El dinero no es mucho, pero quiero que mis hijos vivan en rectitud y armonía. No me entristezcas en el más allá.

El dinero no es mucho, pero quiero que mis hijos vivan en rectitud y armonía. No me entristezcas en el más allá.

 

Mi madre falleció una mañana de finales de otoño, tan suavemente como una lámpara de aceite que se apaga lentamente. A lo largo de su vida, trabajó incansablemente y no dejó ninguna fortuna, solo una pequeña casa destartalada y algunas pertenencias viejas.

El funeral fue sencillo. Mis dos hermanos mayores y yo —el mayor, el segundo hermano y yo— nos sentamos y hablamos sobre cómo dividir las pocas cosas que quedaban.

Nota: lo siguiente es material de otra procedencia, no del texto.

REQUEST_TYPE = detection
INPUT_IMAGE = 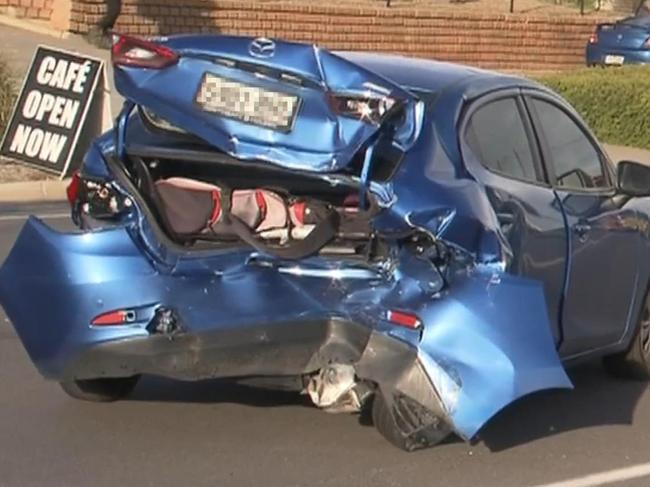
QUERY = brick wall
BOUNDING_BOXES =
[68,0,599,70]
[0,0,53,20]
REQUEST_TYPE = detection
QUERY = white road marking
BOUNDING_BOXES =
[537,463,650,487]
[0,213,70,222]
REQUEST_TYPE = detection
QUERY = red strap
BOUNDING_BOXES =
[255,190,267,222]
[208,189,221,227]
[292,201,307,225]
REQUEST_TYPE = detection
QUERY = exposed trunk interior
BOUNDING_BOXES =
[121,152,381,260]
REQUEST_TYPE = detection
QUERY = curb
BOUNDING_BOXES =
[0,179,70,203]
[0,14,70,39]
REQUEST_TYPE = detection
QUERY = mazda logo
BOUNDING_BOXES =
[248,37,275,57]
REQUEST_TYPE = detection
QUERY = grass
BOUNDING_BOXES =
[0,58,16,138]
[538,66,650,149]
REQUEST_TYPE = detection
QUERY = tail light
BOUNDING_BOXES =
[66,171,133,221]
[91,309,136,326]
[65,171,81,208]
[111,34,179,69]
[387,310,422,330]
[329,93,396,125]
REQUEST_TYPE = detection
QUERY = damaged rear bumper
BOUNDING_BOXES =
[0,218,571,439]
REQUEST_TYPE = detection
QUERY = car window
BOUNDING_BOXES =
[532,98,609,189]
[465,98,542,181]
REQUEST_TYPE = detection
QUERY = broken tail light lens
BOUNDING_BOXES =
[387,310,422,330]
[65,171,81,208]
[91,309,136,326]
[111,34,180,69]
[328,93,396,125]
[138,105,188,134]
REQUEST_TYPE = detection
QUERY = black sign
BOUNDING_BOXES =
[0,47,103,177]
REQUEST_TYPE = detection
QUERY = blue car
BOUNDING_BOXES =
[0,35,650,451]
[587,2,650,66]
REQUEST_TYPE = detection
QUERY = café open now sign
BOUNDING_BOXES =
[0,46,110,177]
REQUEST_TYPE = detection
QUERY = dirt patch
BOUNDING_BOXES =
[0,158,58,183]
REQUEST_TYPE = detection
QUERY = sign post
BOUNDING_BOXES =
[0,46,111,179]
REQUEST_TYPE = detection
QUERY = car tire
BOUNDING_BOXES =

En la pequeña habitación, aparte de un viejo armario de madera, no había nada de valor. Solo tres mantas de lana desgastadas que mi madre había doblado con cuidado. Me quedé mirando en silencio, con el corazón apesadumbrado. Para mí, esas mantas eran toda mi infancia. Pero mi hermano mayor se burló:

“¿Para qué guardar estas mantas rotas? Mejor tirarlas”.

El segundo añadió:

“Exacto, no valen ni un céntimo”. Quien las quiera, que se las lleve. No voy a cargar con basura.

Sus palabras me dolieron profundamente. ¿Se habían olvidado de aquellas noches de invierno en las que toda la familia dormía junta y mamá nos cubría a cada uno con esas mantas mientras temblaba en su viejo abrigo remendado?

Apreté los labios y dije:

“Si no las quieres, me las llevo yo”.

El mayor hizo un gesto con la mano:

“Lo que quieras, basura al fin y al cabo”.